A child’s brain is a sponge, absorbing as much information as possible while she explores the new and fascinating world around her. Reading to your child even as early as infancy can help your child develop in more ways than you could ever have imagined!

Speech Development

When your baby hears your voice, she wants to mimic you. She wants to figure out how to talk, and by listening to you, and watching you read, she learns to make the sounds you make and put meaning to them.

Character Development

There’s a reason your child pulls out the same book for you to read to her every night. You’ve read this book every night for the past three years, but it never gets old to your little one. Why? She’s identified with one of the characters in some way, chosen a hero or heroine that she wants to be like, that she feels understands her in some way. Every time you read this book to her, she finds something new about it. She can recite it to you verbatim while you read, even if she isn’t exactly “reading” it. And that makes her proud. She’s saying, “That’s me. I’m that character. I’d like to be like that.” Your child identifies with that character on some emotional level, and she wants to share it with you. It’s the only way she knows how to communicate it in her tender mind and heart.

Emotional Development

When your child identifies with a character in a book, it helps with her emotional development.

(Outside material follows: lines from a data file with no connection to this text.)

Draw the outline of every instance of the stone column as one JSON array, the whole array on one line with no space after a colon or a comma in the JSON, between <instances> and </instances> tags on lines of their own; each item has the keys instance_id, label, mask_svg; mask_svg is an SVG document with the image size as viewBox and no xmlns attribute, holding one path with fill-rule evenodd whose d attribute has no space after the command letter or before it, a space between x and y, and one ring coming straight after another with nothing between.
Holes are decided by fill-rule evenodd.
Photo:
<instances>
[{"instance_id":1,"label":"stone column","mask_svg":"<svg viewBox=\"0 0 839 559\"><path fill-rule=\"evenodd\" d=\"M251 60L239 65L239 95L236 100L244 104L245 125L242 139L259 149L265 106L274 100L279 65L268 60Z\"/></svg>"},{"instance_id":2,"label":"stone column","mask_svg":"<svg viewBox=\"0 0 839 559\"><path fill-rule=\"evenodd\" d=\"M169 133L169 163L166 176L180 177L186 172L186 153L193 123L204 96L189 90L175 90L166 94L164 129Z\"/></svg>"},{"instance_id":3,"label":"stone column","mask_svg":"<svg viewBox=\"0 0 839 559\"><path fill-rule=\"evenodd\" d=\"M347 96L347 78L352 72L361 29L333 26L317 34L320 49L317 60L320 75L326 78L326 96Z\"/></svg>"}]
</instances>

She learns to feel empathy for her favorite characters and will eventually help her to learn to feel empathy for people in real life, teaching her the importance of how to treat others as she grows.

Critically Acclaimed Bedtime Stories for Young Children:

Goodnight, Moon – Margaret Wise Brown and Pat Hancock, 1947

The Giving Tree – Shel Silverstein, 1964

Where the Wild Things Are – Maurice Sandak, 1963

Harold and the Purple Crayon – Crockett Johnson, 1955

And for those who are a bit older:

Alice’s Adventures in Wonderland – Lewis Carroll, 1865

The Little Prince – Antoine de Saint-Exupéry, 1943

Charlotte’s Web – E.B. White, 1952

The Wonderful Wizard of Oz – L. Frank Baum, 1900

The Lion, the Witch, and the Wardrobe (from The Chronicles of Narnia) – C.S. Lewis, 1950

The Secret Garden – Frances Hodgson Burnett, 1910

Open a new world for your child to explore with these wonderful, meaningful, and thoughtful stories, and watch your child grow into a beautiful little human being.